Statistical analysis

The SPSS 16.0 software was used for all statistical analyses in this study. Two‐tailed Student's t test, chi‐square test, and log‐rank test were used to analyze the data. Data are presented as mean ± SD. Ps < 0.05 were considered to be statistically significant.

Results

MiR‐17‐5p was upregulated in NPC

The expression level of miR‐17‐5p was examined in 81 NPC samples and 20 no tumor nasopharyngeal epithelial tissues by qRT‐PCR. The test results showed that the expression of miR‐17‐5p was upregulated in NPC compared to normal controls (Fig. 1C). Furthermore, we analyzed the association between clinicopathological factors and miR‐17‐5p or p21 expression in 81 NPC patients. Although the results showed that a patient's gender, age, lymph node, and distant metastasis had no significant association with miR‐17‐5p and p21 expression levels, we observed that the elevated expression level of miR‐17‐5p or the downregulated expression level of p21 was significantly correlated with tumor size (T classification) and tumor stage in NPC patients (Table 1).

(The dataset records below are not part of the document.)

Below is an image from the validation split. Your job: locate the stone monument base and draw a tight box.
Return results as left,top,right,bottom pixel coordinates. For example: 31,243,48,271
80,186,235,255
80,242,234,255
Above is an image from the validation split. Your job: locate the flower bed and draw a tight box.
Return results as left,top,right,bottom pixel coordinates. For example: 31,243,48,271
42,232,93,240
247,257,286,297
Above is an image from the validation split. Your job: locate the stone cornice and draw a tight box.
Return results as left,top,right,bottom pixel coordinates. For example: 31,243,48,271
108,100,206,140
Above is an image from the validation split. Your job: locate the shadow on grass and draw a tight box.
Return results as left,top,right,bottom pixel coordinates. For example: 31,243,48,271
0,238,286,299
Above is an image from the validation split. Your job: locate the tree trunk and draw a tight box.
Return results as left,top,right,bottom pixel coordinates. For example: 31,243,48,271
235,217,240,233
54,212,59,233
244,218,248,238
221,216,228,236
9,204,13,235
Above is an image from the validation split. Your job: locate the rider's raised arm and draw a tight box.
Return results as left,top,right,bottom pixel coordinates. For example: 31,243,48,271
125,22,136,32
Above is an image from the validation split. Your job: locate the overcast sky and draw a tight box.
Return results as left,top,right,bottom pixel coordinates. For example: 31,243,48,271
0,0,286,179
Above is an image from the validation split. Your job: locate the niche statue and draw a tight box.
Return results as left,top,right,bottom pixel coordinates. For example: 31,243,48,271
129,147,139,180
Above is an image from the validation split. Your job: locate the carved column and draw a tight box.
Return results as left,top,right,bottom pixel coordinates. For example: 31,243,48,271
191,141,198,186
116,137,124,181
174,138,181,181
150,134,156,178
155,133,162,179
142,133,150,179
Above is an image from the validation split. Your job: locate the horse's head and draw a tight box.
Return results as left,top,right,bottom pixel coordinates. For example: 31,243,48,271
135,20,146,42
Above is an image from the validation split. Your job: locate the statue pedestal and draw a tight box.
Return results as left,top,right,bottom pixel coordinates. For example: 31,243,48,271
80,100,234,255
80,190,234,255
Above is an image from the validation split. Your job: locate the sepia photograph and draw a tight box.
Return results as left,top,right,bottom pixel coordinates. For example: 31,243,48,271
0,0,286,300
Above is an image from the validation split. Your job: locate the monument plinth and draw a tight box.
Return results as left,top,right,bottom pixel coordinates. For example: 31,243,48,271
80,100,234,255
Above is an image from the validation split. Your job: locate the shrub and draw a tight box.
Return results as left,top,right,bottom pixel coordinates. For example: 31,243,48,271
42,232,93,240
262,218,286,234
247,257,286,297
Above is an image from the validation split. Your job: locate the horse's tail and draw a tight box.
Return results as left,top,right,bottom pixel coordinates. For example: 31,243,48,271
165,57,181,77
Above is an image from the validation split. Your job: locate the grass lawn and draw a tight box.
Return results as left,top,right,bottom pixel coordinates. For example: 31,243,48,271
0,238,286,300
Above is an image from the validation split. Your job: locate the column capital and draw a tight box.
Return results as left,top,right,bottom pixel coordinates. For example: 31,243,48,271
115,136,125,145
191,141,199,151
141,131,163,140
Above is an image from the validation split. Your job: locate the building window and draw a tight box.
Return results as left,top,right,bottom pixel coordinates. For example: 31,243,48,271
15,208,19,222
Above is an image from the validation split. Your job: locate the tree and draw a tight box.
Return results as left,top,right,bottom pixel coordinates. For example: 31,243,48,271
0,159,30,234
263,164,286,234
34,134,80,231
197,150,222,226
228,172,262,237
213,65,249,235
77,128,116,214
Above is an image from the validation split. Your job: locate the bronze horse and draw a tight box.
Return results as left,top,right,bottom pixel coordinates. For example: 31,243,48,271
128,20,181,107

Upregulation of miR‐17‐5p and downregulation of p21 mRNA expression in NPC cell lines and tissues. (A) miR‐17‐5p was overexpressed in seven NPC cell lines in comparison with that of NP69. Values represent mean ± SD, *P < 0.05. (B) p21 mRNA expression was detected by qRT‐PCR in seven NPC cell lines. Values represent mean ± SD, *P < 0.05. (C) The expression of miR‐17‐5p was detected in 81 NPC tissues and 20 nontumor tissues by qRT‐PCR. miR‐17‐5p expression was upregulated in NPC tissues. (D) The expression of p21 was analyzed in 81 NPC tissues and 20 nontumor tissues by qRT‐PCR. (E) Correlation analysis between p21 and miR‐17‐5p in 81 clinical tissue samples. (F, G) Kaplan–Meier survival analysis of overall survival duration in 81 patients according to miR‐17‐5p and p21 gene expression levels. Statistical analysis was conducted using a log‐rank test (P < 0.05). NPC, nasopharyngeal carcinoma; mRNA, microRNAs.

Table 1.

Associations between the clinicopathologic factors and miR‐17‐5p and p21 expression in 81 nasopharyngeal carcinoma patients. (P<0.05, the differences were statistically significant)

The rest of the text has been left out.